There’s a good chance that one or both of you may start getting sensations.

Allowing these feelings to flourish has a significant impact. When you act on them, your FWB connection becomes a proper relationship. And that’s not okay until you and your partner decide it’s what you actually want.

Relationships and FWB relationships are two distinct entities that must be managed separately.  [Creative Commons] [C In love and content [Creative Commons]  Nigerian Pulse

“My place or yours?” is the only text message you should send a friend with benefits.

If you text in the same way that normal boyfriends and girlfriends do, discomfort and uncertainty are bound to arise.

This one is hard because you might need to gather food at some point along the way. If this situation develops, don’t treat it like a romantic date.

And attending to any other event or occasion together is strictly forbidden in this type of relationship. These are the kinds of factors that cause humans to experience emotions.

You don’t want to catch any emotions here. The chances of those feelings not being returned are extremely high.

Friends with benefits is a type of connection that works best when you’ve only recently met someone and haven’t formed a strong link with them. You don’t want to jeopardize important friendships in this way.

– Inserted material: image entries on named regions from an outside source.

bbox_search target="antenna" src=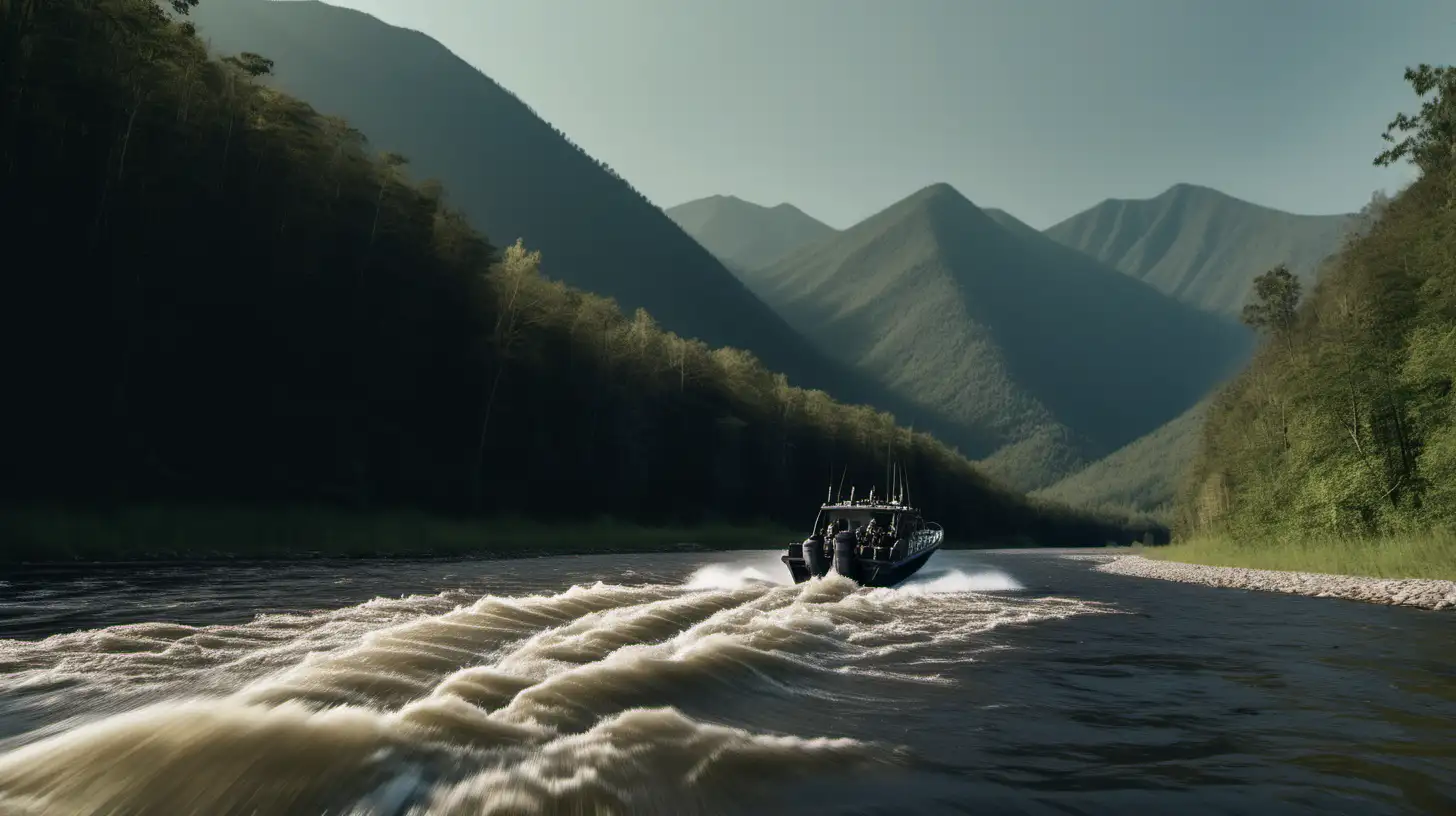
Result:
[885,433,895,504]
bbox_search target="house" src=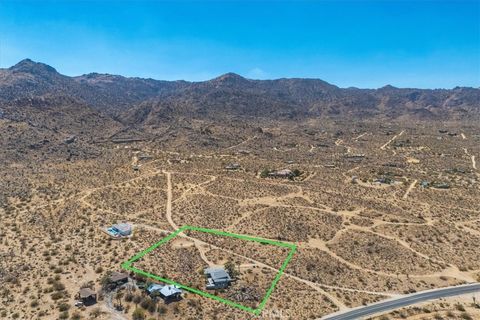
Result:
[107,223,132,237]
[204,267,232,290]
[77,288,97,305]
[110,272,128,286]
[147,283,163,296]
[268,169,295,178]
[160,285,182,301]
[225,163,241,171]
[432,182,450,189]
[147,283,182,301]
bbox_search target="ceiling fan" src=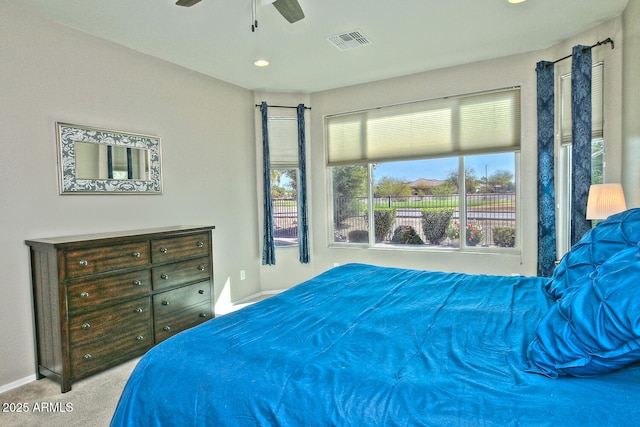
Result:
[176,0,304,24]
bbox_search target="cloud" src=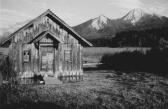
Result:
[0,9,32,33]
[109,0,168,15]
[109,0,142,10]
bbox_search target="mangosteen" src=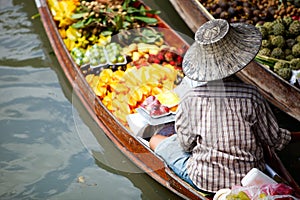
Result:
[227,7,236,17]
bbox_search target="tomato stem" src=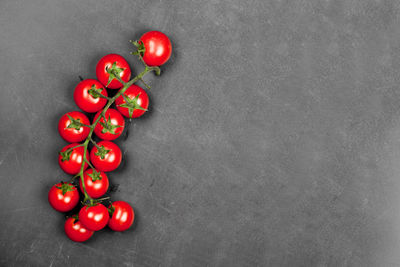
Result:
[70,46,160,205]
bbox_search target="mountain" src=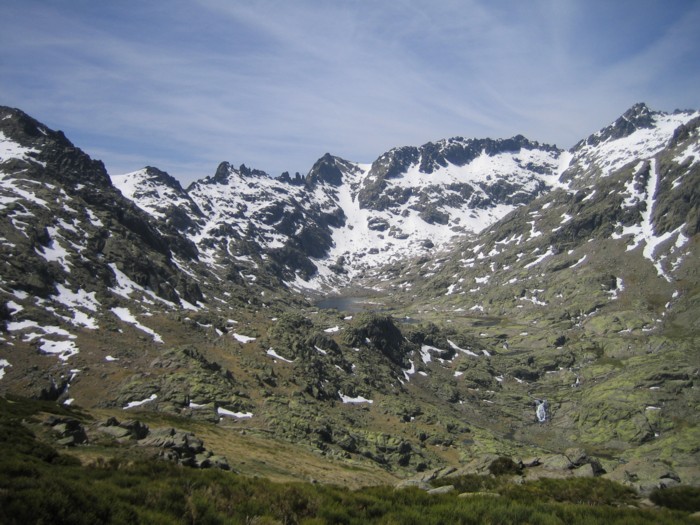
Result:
[113,136,563,291]
[0,104,700,490]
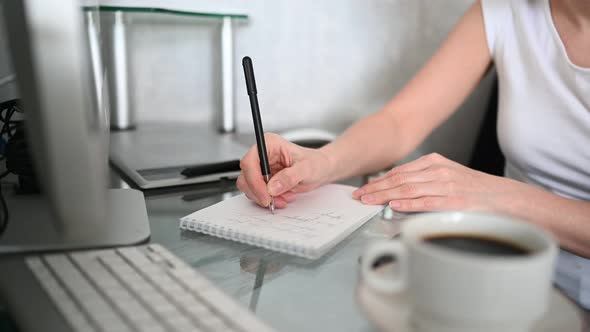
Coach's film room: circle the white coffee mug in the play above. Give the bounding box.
[361,212,557,332]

If you’re a hopeless romantic, this isn’t the best option for you because it’s a watered-down version of the type of relationship you’ll really want.

Never feel entitled to sex, no matter how good it is. Your ‘partner’ isn’t yours, and feeling entitled to them will make you jealous.

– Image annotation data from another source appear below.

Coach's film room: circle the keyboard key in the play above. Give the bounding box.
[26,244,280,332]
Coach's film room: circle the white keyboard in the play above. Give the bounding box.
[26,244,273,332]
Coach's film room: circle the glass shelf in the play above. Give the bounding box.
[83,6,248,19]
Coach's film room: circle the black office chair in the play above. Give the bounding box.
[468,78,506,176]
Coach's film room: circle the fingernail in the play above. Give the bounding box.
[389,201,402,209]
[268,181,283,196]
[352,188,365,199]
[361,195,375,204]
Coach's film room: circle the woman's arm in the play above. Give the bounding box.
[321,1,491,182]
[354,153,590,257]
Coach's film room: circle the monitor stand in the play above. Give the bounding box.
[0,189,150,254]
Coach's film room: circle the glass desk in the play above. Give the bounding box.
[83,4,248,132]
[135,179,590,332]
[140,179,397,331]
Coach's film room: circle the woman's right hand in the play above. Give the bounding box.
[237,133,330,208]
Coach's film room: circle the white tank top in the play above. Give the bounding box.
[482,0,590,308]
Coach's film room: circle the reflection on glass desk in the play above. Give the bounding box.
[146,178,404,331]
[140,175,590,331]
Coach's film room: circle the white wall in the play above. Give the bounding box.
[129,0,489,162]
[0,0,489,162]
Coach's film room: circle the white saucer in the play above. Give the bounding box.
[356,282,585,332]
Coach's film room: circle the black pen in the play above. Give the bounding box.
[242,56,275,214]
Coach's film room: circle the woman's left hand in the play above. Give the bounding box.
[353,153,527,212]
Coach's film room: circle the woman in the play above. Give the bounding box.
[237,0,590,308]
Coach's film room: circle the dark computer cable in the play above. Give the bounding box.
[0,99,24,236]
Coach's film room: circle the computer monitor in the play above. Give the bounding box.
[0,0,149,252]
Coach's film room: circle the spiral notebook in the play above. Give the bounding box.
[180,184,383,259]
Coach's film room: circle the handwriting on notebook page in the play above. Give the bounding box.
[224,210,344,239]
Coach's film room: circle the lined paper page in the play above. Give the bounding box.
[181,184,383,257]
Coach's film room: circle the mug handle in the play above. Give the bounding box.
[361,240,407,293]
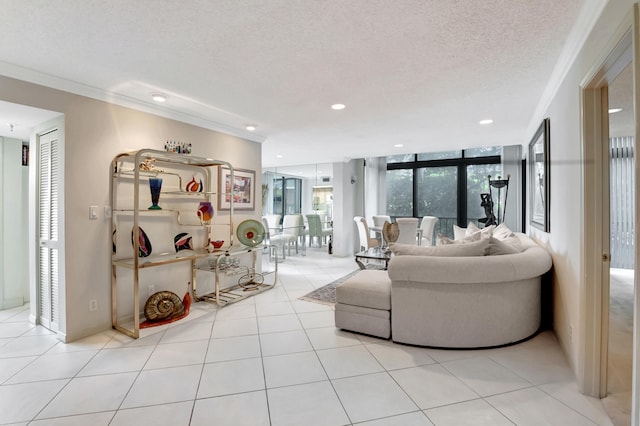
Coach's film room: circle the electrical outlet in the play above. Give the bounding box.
[89,206,98,220]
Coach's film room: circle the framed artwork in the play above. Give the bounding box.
[529,118,551,232]
[218,167,256,210]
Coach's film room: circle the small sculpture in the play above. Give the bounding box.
[478,193,498,227]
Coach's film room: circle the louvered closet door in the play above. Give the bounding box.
[38,129,61,331]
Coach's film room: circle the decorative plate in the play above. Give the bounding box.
[173,232,193,253]
[186,176,204,192]
[236,219,264,247]
[131,227,151,257]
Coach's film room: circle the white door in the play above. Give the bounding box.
[36,129,62,331]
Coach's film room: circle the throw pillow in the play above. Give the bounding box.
[465,222,496,241]
[436,234,460,246]
[453,225,467,241]
[493,223,515,240]
[391,238,489,257]
[487,237,522,256]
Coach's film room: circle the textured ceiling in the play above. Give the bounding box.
[0,0,591,166]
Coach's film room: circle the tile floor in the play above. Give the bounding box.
[0,249,611,426]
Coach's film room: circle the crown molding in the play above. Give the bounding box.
[0,61,267,143]
[523,0,607,139]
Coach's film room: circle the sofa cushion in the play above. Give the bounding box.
[336,269,391,311]
[450,222,496,243]
[391,238,489,257]
[487,236,522,256]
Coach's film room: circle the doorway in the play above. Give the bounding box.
[0,100,63,314]
[579,15,640,425]
[603,59,635,426]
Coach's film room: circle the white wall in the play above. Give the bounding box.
[525,0,634,381]
[0,77,262,341]
[333,160,364,257]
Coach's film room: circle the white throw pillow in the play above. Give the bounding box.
[391,238,489,257]
[493,223,515,240]
[453,225,467,241]
[436,234,462,246]
[465,222,496,241]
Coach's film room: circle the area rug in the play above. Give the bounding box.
[299,269,360,305]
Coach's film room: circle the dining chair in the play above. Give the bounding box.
[271,214,303,258]
[307,214,333,247]
[373,214,391,228]
[353,216,380,250]
[418,216,440,246]
[396,217,418,245]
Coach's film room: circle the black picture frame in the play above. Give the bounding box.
[528,118,551,232]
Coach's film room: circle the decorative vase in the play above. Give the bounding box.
[197,201,213,224]
[149,178,162,210]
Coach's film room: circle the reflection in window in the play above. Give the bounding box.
[467,164,506,227]
[387,154,416,164]
[387,169,413,217]
[418,150,462,161]
[416,166,458,220]
[464,146,502,158]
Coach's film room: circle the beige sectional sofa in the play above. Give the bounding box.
[336,228,552,348]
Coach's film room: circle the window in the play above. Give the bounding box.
[387,147,502,237]
[387,169,413,217]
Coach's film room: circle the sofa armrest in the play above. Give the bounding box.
[388,245,552,283]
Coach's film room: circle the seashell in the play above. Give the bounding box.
[144,291,185,321]
[131,227,152,257]
[382,222,400,243]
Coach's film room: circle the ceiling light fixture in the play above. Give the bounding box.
[151,93,167,102]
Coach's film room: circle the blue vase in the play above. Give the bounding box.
[149,178,162,210]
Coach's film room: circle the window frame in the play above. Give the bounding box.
[387,149,502,228]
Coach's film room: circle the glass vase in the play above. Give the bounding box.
[149,178,162,210]
[198,201,213,225]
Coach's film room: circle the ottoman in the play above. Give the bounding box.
[335,269,391,339]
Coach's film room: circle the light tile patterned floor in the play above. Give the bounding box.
[0,249,611,426]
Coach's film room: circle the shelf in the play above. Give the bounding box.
[112,249,211,269]
[110,149,266,338]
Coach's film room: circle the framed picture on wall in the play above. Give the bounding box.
[529,118,551,232]
[218,167,256,210]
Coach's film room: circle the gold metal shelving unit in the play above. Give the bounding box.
[110,149,239,338]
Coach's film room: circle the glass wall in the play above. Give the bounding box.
[387,147,502,237]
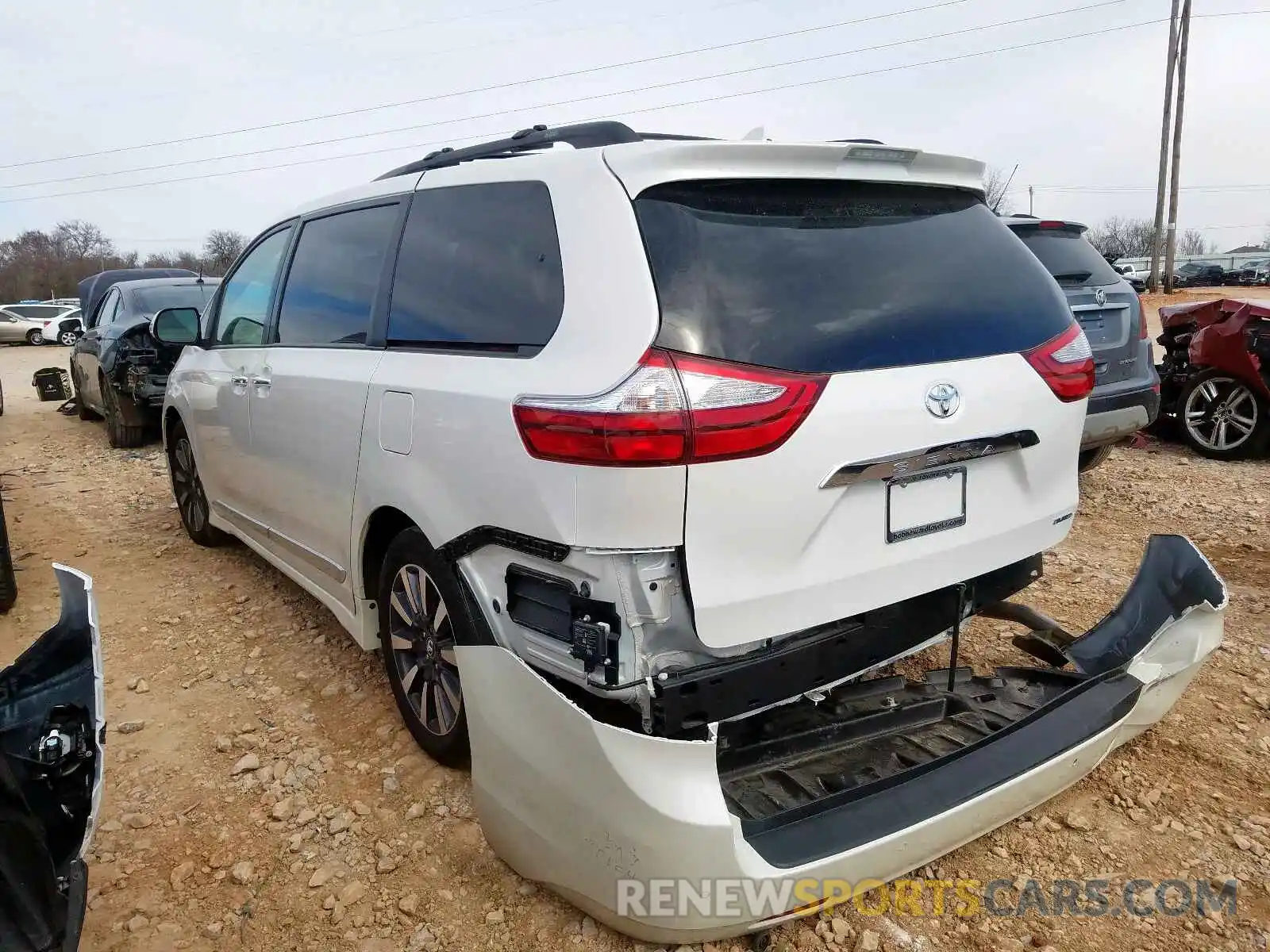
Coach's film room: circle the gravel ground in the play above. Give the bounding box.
[0,313,1270,952]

In an FWB relationship, none of it matters.

You don’t need to ruin things with jealousy. That’s not even allowed

FWB is what people do when they aren’t ready for a relationship but yet need to satisfy their sexual desires on a regular basis.

When the time comes, don’t close yourself off to new individuals because you’re in an FWB relationship.

You have no obligation to him/her in terms of loyalty or anything else.

It’s all about sex and nothing else. There’s no need for pointless small talk or emotional purges to make things awkward. Nigerian Pulse

Your friends and family don’t need to know about them. Nope.